The concept of thinking before you speak translates to the poker world as well. Particularly in your decisions, and specifically betting decisions… the betting actions we choose say something to our opponents. For example, take a player who we know through experience (reads), bets big with their vulnerable but made hands, bets their monster hands small or slow plays them just calling, calls with their draws, and just gives up their misses. Wouldn’t you find it easy to play against this player? Their betting choices will essentially tell you the strength of their hand. And yet, not unsurprisingly, many newer and lessor experienced players fall into these precise sort of betting traps, telegraphing their holding to more experienced players in a way that makes them readable and allows their more savvy opponents to narrow their range of hands considerably when contesting pots with them.

How can you combat this phenomenon? There are a couple things you can and should do.

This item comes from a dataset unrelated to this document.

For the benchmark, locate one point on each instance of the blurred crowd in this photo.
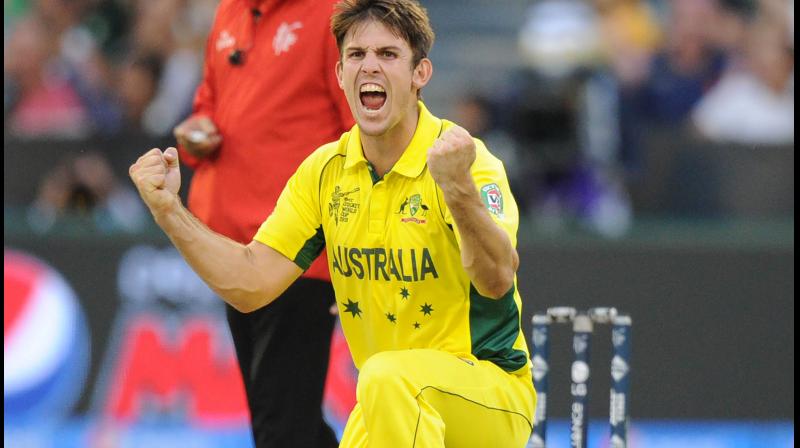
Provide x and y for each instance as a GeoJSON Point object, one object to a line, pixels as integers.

Work on your ranging skills

First and foremost is to work early and often on your ranging skills. If you play live, pay attention after you’ve folded. When a hand is going down, practice guessing what the range of hands the aggressor might hold, as well as the caller(s). If hands get shown, were you right? Were the hands they showed consistent with their betting patterns and in their ranges you believed they held? If not, play back the action in your mind and ask if their holding makes sense in retrospect… if it does, then you can adjust your range assessment accordingly. Over time, your ability to range opponents will strengthen, as well as your ability to understand what YOUR range looks like to your opponents based on the actions YOU take in a hand.

Be less predictable in the lines you choose

As people catch on they need to be less predictable, they often start to do so in random, silly ways. They’ll raise from EP with T7o, hit a freak hand and end up showing it down, and their excuse for this bad play will be something silly like they were just “mixing it up” so no one can put them on a hand. Good concept, but very poorly executed. A better way to be less predictable is to try and balance your ranges. For instance rather than opening random junk from under the gun, have an opening range of hands that includes some good but more speculative holdings like 98s (from UTG, wider the later your position). This type of hand has better playability post flop than T7o does, as it will make more straight draws and also includes flush draw potential. How about post flop? The range of hands you’ve come in with preflop will undoubtedly include hands that have hit the flop to some medium strength degree, perhaps a few monsters like sets, some draws, and some air (complete misses). The key to being harder to read is to have some measure of balance in what hands from your range you choose to bet vs. check. Ideally, you’d like to include some draws in your betting range and some in your checking range. Some made hands in both, and while typically you’d like to bet your monsters for value, where balance is important (like against strong players who range opponents well), you can also mix a few combos of monsters into your checking range to protect the weaker holdings you check with, so players can’t just take your check as a license to blast you out of the pot with bets.

When proceeding in this fashion, it’s almost like you’re speaking in a cryptic code. Your opponents see what you’re saying but can’t really determine what it means. When the flush draw hits on the turn, you could have made a flush, whether or not you were the aggressor or caller on the prior street. It makes you less predictable and much harder to “read”.

In my next article we’re going to work through a basic example of this in practice, providing you a road map to how you can start to balance your ranges as well. Until then, when you’re considering taking an action, think about what that action might be saying to your opponent, how they might interpret what you’re saying. By thinking before you speak, you will be better positioned to tell the opponent what you want them to know, rather than what’s actually happening in the hand.